7-It doesn't help him to give his customers competitors a better cost position.

8-He shouldn't destroy your glass house - if you are a little vulnerable, you'll be less likely to go after his accounts.

Despite this list of reasons, a rival might still try, in hope of gaining new business. But when you have MCCs, that justification is much weaker.

Putting in MCCs changes the game in a way that is clearly a win for you. As for rivals, while its true they have less chance to take market share from you, there is, perhaps surprisingly, a win element here too. Your higher prices set a good precedent, they give rivals some room to raise prices to their own customers - because with your higher profits - you have more to lose. That's the glass house effect again.

As for customers, why do they go along with MCCs? Even without a formal MCC, it is generally accepted that customers don't leave their suppliers without giving them a last chance to bid. It may be that they are focused on the short term and in return for a price break today, they're willing to accept less bargaining power tomorrow. In some cases it may be they don't thoroughly understand the rule's implications.

Whatever the reasons, MCCs do offer benefits to customers. This is because MCCs assure providers of a long term relationship with customers, even in the absence of long term contracts. With this assurance, providers are more willing to invest in serving the customers better. This partnership orientation can lead to a long term win for the customer.
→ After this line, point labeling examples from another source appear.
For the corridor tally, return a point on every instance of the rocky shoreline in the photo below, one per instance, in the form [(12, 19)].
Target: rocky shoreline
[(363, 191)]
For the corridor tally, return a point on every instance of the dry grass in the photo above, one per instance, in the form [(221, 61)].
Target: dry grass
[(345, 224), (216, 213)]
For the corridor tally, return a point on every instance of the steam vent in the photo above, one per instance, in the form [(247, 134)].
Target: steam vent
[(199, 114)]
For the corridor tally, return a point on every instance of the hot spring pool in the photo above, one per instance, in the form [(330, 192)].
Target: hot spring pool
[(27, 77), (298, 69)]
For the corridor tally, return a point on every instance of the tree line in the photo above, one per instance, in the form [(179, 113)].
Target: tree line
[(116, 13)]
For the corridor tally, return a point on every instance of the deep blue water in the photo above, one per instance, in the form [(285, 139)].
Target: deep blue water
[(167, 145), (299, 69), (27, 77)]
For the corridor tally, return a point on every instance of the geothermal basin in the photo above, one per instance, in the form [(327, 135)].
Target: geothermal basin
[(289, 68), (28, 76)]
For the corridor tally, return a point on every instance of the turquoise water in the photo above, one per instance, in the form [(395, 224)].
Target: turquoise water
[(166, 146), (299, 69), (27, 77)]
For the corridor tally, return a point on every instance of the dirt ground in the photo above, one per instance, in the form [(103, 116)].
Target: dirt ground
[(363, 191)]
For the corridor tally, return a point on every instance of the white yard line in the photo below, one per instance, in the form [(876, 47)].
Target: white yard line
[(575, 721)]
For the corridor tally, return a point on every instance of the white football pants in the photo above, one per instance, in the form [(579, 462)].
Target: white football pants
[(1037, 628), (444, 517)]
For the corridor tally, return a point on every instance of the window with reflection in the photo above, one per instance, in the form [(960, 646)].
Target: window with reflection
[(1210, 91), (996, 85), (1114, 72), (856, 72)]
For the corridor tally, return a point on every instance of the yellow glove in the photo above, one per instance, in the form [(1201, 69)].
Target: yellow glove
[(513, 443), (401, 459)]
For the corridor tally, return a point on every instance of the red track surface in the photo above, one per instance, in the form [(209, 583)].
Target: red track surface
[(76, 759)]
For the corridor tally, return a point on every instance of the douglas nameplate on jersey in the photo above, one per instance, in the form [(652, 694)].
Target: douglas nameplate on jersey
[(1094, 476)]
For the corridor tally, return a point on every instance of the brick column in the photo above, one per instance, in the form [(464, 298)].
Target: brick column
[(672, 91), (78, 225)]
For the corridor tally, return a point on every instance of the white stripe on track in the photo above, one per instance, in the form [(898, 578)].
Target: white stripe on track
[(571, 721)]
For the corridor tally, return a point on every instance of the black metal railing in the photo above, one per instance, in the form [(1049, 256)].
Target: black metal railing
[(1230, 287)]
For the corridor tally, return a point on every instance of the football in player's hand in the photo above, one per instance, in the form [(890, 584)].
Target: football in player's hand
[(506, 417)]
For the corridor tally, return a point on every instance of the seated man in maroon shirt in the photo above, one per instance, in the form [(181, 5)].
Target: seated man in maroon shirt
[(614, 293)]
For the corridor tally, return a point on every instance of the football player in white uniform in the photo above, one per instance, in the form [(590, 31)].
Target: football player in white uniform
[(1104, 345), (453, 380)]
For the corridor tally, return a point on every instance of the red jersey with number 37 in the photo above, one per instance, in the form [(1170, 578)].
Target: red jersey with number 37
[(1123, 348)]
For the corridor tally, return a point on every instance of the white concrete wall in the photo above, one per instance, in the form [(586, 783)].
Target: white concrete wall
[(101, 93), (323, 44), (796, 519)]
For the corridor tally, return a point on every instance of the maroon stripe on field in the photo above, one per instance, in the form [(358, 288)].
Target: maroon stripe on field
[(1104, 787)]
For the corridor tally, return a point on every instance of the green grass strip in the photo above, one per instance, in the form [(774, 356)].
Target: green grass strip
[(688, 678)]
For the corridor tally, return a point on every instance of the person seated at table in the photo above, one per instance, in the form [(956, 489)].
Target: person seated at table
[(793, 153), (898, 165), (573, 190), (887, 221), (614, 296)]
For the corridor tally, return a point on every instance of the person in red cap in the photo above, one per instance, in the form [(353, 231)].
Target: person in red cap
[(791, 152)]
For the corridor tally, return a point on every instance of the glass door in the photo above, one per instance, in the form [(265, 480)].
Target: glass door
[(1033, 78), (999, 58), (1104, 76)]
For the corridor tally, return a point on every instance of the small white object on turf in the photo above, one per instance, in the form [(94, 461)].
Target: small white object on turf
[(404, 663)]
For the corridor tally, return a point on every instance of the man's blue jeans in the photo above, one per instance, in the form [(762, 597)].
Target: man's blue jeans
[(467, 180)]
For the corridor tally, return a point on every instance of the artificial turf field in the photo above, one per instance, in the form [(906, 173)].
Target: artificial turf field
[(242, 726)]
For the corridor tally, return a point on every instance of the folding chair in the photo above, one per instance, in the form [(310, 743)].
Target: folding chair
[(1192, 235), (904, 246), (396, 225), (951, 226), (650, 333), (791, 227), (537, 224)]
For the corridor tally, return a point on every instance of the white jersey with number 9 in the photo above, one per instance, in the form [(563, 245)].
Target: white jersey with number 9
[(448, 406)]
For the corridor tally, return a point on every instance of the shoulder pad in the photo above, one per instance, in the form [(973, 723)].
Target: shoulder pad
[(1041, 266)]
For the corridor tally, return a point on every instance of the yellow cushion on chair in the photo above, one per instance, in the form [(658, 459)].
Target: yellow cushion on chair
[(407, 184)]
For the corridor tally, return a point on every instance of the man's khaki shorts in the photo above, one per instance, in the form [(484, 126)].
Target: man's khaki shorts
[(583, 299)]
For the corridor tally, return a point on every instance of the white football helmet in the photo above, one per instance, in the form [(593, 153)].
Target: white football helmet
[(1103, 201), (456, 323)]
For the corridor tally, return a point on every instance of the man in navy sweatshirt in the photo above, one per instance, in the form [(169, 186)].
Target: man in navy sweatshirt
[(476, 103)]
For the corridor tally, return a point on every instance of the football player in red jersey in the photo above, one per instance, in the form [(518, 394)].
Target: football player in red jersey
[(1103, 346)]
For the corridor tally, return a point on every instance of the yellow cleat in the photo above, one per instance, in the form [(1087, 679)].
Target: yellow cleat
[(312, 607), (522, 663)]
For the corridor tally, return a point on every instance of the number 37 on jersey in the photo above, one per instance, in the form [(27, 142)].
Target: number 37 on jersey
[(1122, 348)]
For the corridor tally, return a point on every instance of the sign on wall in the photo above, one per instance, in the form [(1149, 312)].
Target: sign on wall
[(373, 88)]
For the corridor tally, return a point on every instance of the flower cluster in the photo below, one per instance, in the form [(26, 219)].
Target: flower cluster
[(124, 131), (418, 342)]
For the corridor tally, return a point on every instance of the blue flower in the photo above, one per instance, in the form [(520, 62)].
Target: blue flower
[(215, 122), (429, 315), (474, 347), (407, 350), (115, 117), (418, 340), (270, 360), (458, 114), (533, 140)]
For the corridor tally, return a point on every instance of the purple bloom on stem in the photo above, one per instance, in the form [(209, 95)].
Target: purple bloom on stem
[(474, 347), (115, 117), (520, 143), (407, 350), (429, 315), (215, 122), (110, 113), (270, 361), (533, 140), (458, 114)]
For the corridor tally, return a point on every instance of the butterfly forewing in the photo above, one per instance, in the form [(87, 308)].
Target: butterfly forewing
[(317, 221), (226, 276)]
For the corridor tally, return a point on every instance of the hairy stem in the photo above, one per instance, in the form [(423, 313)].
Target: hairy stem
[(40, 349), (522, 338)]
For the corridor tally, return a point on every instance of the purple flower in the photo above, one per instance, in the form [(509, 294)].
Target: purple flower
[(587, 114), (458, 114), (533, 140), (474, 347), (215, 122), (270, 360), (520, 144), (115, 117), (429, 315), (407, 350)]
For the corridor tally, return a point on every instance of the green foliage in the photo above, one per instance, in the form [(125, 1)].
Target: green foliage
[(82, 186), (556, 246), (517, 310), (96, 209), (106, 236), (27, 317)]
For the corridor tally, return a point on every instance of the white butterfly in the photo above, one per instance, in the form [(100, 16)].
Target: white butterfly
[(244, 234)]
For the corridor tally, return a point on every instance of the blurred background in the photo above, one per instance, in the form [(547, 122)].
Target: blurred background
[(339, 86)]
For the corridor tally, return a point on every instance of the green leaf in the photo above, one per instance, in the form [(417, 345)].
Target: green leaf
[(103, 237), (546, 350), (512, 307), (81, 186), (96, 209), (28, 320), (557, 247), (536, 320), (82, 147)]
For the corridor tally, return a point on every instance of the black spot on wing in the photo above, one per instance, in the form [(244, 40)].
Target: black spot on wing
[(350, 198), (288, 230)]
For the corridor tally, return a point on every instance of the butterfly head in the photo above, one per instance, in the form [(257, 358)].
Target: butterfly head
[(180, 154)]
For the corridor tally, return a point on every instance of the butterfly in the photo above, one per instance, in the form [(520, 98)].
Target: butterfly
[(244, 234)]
If you are a rival provider, remember that asking for an MCC is a way of getting paid to play. If your competitor's customer wants you to bid, but won't pay you to play in cash, ask for an MCC. If one of your existing customers has solicited fresh bids for his business, forcing you to come down on price - ask for an MCC in the new contract. The customer may consider this a small concession to make in light of the price concessions you made. Since having the MCC will take the guess work out of future pricing, you won't have to lower your price pre-emptively. If another provider underbids you, you'll now have the chance to respond. And as pointed out earlier, others will have much less incentive to underbid you.

Like "Most Favored Customer" clauses, "Meet the Competition" clauses are not fool proof. They create vulnerability if you face a rival whose main objective in life appears to be hurting you, rather than doing well for them self. Normally if a rival comes in with a lower price, he'd better be prepared to deliver. If you have an MCC however, your rival can make a low bid, fully expecting that you will match it and he won't have to make good on his offer. He can lower your profits without having to put himself on the line. This strategy may not be in your rival's self interest, but you can't assume that your rivals will always see their self interest the way you do.

Meet the Competition Clause

Pro

1. Reduces the incentive for competitors to bid.

2. Takes the guess work out of bidding- you know what bid you have to beat.

3. Lets you decide whether to keep the customer.

Con

1. Allows a competitor to bid without having to deliver.